CVE-2025-57798
Denial of Service in Joplin via Long Title Input
Publication date: 2026-05-19
Last updated on: 2026-05-20
Assigner: GitHub, Inc.
Description
Description
CVSS Scores
EPSS Scores
| Probability: | |
| Percentile: |
Meta Information
Affected Vendors & Products
| Vendor | Product | Version / Range |
|---|---|---|
| laurent | app | to 3.7.1 (exc) |
| laurent | app | joplin |
Helpful Resources
Exploitability
| CWE ID | Description |
|---|---|
| CWE-770 | The product allocates a reusable resource or group of resources on behalf of an actor without imposing any intended restrictions on the size or number of resources that can be allocated. |
Attack-Flow Graph
AI Powered Q&A
How does this vulnerability affect compliance with common standards and regulations (like GDPR, HIPAA)?:
The provided information does not specify any direct impact of this vulnerability on compliance with common standards and regulations such as GDPR or HIPAA.
Can you explain this vulnerability to me?
This vulnerability exists in Joplin, an open source note-taking application, specifically in versions 3.6.14 and earlier.
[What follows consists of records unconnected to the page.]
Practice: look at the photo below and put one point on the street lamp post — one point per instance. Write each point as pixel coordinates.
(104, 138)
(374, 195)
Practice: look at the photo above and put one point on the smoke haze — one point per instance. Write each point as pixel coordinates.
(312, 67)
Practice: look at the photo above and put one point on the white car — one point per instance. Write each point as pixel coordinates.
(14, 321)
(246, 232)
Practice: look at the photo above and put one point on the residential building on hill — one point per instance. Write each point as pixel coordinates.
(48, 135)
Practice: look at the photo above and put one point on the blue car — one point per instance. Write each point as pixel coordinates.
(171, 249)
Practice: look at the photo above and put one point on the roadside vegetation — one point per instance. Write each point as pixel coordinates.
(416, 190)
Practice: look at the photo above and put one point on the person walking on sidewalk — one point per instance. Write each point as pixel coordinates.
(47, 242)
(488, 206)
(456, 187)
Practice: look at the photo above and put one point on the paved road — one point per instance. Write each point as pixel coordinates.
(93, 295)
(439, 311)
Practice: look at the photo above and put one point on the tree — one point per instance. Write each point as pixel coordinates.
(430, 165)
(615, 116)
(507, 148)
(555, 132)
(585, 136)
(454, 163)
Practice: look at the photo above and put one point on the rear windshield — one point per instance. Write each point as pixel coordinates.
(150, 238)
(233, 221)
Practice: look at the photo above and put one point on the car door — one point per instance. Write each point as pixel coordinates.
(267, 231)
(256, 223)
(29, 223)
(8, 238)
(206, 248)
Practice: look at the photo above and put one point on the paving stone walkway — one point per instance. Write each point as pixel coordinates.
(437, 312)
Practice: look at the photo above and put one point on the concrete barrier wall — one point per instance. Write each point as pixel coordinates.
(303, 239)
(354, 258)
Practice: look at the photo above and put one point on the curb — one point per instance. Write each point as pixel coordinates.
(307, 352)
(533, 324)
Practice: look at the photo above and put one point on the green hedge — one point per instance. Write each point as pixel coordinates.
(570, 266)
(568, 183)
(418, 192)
It is a Denial of Service (DoS) flaw caused by improper length validation in the note title input functionality.
An attacker can exploit this by inserting an excessively long string into a note's title, which causes the application to attempt to allocate an unbounded amount of memory, leading to an Out Of Memory (OOM) error and program termination.
There are two main ways to exploit this: directly through the user interface by typing or pasting a very long string into the title field, or programmatically via the local web service API if the attacker has compromised the user's authentication token.
This vulnerability has been fixed in version 3.7.1 of Joplin.
How can this vulnerability impact me? :
The primary impact of this vulnerability is a Denial of Service (DoS) condition.
By exploiting the flaw, an attacker can cause the Joplin application to crash due to an Out Of Memory (OOM) error, which disrupts normal use of the application.
If an attacker gains access to the local web service API through a compromised authentication token, they can remotely trigger this crash, potentially causing loss of availability of the note-taking service.
How can this vulnerability be detected on my network or system? Can you suggest some commands?
This vulnerability can be detected by monitoring for unusually large or excessively long strings being input into the title field of notes in Joplin, either through the user interface or via the local web service API.
To detect exploitation attempts via the local web service API, you can monitor HTTP POST requests to the local web service, typically running on port 41184, and look for requests where the title parameter contains an excessively long string.
Example commands to help detect such activity include:
- Using netstat or ss to check if the local web service is running on port 41184: `netstat -an | grep 41184` or `ss -an | grep 41184`
- Using a network packet capture tool like tcpdump to monitor HTTP POST requests to port 41184: `tcpdump -i lo port 41184 and tcp`
- Inspecting logs or capturing HTTP traffic to identify POST requests with unusually long title parameters.
Additionally, monitoring the application for Out Of Memory (OOM) errors or crashes when creating or editing notes can also indicate exploitation attempts.
What immediate steps should I take to mitigate this vulnerability?
The immediate mitigation step is to upgrade Joplin to version 3.7.1 or later, where this vulnerability has been patched.
Until the upgrade can be applied, avoid entering or allowing input of excessively long strings in the note title field.
Restrict access to the local web service API by securing or disabling it if not needed, and protect authentication tokens to prevent unauthorized API access.
Monitor the system for signs of Out Of Memory errors or unexpected application termination, which may indicate exploitation attempts.